Leam, who had not been in bed through the night, was sitting on the sofa
in the remotest and darkest part of the room. She rose as he
entered--rose only, not coming forward to meet him, but standing in her
place silent, pale, yet calm and collected. She did not look at him, but
neither did she blush nor tremble. There was something statuesque,
almost dead, about her--something that was not the same Leam whom he had
known from the first.
He went up to her, both hands held out. She shrank back and folded hers
in each other, still not looking at him.
"Why, Leam, what is it?" he cried in amazement, pained, shocked at her
action. Was she in her right mind? Had she heard of his former
attentions to Adelaide, divined their ultimate meaning, and been seized
with a mad idea of sacrifice and generosity? It must be with Adelaide,
he thought, rapidly reviewing his past. He was absolutely safe about
Violet Cray, who had never known his name; and those later Indian
affairs were dead and as good as buried.
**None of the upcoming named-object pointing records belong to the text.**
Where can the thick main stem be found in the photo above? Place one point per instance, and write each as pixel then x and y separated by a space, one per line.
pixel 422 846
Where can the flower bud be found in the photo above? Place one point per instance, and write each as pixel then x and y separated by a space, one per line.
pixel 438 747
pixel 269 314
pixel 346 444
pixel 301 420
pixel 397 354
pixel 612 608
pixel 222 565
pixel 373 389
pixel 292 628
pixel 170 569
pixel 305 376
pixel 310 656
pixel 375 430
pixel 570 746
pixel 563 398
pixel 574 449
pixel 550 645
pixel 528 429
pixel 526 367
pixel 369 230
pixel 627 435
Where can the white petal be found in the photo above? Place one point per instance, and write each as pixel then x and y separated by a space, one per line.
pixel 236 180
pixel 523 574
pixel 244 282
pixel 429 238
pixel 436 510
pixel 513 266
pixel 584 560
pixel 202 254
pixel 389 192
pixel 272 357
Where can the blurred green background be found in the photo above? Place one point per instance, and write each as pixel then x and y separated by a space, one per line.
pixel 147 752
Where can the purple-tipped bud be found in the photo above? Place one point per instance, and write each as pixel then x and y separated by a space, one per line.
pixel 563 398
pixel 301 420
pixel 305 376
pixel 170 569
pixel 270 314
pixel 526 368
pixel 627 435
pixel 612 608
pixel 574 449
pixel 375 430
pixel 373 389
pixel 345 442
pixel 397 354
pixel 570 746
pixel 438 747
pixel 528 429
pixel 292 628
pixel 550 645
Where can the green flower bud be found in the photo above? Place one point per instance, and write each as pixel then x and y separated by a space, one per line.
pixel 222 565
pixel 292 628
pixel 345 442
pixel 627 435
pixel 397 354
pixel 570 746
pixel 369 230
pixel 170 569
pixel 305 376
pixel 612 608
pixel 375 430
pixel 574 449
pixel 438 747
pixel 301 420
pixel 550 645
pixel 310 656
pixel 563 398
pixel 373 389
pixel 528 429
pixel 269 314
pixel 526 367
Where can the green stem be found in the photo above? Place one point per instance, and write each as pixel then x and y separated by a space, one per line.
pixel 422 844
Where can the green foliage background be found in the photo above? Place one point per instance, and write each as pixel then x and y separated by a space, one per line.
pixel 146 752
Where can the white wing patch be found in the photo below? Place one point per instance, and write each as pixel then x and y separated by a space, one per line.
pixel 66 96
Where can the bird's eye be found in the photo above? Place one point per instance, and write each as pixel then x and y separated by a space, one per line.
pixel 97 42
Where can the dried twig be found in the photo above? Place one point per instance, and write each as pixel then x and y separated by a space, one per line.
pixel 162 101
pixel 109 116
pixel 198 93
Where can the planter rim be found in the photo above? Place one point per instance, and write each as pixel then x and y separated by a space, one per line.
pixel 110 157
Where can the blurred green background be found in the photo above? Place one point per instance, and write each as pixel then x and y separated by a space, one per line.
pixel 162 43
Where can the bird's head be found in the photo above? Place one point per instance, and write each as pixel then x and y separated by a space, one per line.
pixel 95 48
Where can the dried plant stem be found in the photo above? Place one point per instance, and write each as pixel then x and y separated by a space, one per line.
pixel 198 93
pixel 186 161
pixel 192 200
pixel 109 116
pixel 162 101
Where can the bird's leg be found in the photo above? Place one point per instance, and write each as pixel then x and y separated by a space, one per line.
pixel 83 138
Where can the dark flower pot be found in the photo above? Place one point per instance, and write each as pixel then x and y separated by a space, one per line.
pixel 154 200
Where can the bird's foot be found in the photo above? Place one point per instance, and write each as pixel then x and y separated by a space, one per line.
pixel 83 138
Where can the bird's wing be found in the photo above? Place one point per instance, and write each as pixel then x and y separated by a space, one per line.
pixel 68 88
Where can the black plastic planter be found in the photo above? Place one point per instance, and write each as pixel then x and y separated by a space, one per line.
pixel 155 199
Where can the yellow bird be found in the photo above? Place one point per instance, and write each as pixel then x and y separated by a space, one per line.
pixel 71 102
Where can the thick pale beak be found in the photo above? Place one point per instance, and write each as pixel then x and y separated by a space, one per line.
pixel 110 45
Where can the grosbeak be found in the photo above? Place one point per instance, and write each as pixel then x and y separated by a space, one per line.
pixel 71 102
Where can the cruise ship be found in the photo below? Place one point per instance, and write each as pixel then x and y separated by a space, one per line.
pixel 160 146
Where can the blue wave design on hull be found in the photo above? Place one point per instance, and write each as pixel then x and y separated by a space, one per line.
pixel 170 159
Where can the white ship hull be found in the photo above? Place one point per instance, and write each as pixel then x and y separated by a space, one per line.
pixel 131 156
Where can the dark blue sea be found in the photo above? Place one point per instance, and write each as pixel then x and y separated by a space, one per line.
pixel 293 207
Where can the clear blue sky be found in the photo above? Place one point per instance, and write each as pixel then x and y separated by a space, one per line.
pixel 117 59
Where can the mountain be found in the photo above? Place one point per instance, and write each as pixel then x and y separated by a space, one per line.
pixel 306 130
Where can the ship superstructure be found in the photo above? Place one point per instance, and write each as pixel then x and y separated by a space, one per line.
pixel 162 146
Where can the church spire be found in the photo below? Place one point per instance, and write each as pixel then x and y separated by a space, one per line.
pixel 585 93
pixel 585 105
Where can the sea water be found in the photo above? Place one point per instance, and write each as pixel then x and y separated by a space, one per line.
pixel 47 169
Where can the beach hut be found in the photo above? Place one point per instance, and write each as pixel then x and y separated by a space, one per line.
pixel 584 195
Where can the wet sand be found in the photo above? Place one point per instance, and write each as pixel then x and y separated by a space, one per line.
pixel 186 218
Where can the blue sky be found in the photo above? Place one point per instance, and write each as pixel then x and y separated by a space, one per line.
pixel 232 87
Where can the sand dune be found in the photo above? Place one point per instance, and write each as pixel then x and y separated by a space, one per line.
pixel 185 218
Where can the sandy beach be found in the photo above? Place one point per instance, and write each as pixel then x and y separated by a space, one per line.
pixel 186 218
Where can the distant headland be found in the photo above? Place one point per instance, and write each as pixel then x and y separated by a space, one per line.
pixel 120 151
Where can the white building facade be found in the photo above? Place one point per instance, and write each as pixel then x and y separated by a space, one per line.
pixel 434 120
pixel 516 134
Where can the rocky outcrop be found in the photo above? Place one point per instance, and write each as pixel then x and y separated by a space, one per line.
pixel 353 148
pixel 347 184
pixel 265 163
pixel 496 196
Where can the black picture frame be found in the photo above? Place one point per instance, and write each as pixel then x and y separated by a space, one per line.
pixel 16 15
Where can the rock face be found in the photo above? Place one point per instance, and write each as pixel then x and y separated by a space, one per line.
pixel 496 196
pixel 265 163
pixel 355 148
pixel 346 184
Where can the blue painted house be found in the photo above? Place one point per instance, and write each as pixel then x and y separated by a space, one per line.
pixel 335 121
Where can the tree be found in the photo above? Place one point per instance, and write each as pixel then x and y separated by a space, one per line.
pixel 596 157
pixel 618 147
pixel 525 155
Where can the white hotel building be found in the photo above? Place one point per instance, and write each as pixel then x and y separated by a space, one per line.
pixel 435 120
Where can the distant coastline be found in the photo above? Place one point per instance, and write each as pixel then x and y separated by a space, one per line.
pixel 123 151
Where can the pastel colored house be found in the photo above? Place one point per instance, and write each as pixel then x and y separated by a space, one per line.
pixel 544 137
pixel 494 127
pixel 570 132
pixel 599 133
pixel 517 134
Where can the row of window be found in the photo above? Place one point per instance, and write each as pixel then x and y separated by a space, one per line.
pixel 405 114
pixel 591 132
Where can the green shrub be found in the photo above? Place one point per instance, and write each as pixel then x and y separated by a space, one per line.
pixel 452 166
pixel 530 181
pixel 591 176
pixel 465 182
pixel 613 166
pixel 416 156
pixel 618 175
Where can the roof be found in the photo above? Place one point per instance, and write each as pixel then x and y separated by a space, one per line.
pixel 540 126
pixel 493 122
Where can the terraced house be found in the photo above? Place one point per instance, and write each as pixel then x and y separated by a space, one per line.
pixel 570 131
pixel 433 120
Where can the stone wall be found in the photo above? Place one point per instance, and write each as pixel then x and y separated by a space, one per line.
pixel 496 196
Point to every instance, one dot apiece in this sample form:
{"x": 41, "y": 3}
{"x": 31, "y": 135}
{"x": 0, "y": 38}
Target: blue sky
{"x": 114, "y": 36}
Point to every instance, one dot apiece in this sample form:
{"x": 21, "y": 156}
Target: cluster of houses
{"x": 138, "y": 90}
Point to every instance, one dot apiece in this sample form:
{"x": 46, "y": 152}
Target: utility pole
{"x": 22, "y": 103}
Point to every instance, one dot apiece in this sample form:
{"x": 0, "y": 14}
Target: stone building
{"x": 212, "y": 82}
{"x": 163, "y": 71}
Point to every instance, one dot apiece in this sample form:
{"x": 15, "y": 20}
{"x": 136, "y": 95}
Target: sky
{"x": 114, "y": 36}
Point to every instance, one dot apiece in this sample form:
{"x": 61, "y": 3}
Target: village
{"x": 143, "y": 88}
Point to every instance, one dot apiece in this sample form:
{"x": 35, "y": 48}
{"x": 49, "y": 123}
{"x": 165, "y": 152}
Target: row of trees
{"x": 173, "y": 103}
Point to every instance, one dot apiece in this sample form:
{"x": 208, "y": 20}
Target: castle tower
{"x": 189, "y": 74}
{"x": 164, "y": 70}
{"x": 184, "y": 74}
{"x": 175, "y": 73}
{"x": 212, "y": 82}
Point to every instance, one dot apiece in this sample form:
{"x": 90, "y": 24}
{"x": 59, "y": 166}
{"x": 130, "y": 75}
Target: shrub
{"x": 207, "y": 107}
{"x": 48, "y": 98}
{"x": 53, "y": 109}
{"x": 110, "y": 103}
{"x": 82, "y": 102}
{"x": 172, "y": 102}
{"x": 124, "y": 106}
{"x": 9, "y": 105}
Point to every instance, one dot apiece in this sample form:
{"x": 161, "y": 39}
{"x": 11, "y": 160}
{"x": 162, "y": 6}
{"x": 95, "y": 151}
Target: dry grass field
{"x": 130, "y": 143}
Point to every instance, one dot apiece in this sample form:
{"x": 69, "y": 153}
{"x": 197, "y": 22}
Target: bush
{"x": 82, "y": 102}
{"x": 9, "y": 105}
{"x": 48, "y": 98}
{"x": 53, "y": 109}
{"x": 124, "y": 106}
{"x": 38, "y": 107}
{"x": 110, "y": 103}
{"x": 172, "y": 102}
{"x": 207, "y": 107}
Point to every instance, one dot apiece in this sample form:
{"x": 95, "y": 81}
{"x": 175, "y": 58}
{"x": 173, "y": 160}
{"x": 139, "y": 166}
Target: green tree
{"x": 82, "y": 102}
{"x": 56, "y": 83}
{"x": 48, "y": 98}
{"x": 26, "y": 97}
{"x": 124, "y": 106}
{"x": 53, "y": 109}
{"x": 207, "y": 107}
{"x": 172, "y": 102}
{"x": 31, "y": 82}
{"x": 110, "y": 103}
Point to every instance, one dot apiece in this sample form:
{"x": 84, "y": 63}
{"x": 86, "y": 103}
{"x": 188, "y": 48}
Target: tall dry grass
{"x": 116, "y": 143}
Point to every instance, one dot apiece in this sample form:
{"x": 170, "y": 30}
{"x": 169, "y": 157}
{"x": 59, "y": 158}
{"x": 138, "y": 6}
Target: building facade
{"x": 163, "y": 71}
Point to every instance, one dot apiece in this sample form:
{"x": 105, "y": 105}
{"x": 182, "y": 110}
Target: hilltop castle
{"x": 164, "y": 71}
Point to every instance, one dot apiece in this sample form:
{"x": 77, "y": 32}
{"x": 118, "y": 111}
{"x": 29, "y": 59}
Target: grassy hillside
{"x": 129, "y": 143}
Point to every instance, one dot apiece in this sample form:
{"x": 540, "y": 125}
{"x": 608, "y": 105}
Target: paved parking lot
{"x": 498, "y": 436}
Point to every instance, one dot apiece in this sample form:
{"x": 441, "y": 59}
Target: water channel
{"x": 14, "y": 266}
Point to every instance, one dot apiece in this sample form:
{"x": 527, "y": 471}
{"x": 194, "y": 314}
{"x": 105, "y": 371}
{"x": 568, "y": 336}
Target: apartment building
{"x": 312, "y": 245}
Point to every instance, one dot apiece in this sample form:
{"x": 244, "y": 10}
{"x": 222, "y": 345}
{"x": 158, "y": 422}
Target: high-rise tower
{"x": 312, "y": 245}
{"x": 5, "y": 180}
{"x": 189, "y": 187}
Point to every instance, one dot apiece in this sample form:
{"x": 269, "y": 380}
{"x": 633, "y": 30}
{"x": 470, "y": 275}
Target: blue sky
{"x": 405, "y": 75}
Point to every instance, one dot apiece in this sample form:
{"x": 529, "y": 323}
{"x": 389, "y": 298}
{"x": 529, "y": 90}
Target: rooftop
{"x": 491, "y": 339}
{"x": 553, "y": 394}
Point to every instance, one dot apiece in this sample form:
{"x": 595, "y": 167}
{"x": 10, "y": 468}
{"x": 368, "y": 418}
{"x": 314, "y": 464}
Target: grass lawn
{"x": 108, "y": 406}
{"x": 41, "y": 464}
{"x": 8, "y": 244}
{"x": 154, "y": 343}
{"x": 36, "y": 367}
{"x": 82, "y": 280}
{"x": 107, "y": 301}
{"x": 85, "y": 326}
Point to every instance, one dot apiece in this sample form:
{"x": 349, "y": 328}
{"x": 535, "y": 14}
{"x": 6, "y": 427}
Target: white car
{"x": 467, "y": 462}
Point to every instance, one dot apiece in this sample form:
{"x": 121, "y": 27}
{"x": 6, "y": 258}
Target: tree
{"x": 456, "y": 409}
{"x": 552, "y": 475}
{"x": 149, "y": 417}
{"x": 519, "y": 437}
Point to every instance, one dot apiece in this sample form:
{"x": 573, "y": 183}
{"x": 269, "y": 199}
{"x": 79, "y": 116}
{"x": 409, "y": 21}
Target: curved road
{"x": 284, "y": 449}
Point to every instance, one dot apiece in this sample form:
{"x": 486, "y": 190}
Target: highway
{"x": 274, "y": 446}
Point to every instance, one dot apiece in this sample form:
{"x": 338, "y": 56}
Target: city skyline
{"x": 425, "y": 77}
What, then, did it mean?
"No, not till you have heard me," said Leam in a low voice. "And never
after."
"My darling! what is it?" he repeated.
"You must not call me dear names: I am unworthy," said Leam. "No,"
checking him as he would have spoken, smiling with a sense of relief
that her craze--if it was a craze--went to the visionary side of her own
unworthiness, and was not due to any knowledge of his misdemeanors, as
she might think them.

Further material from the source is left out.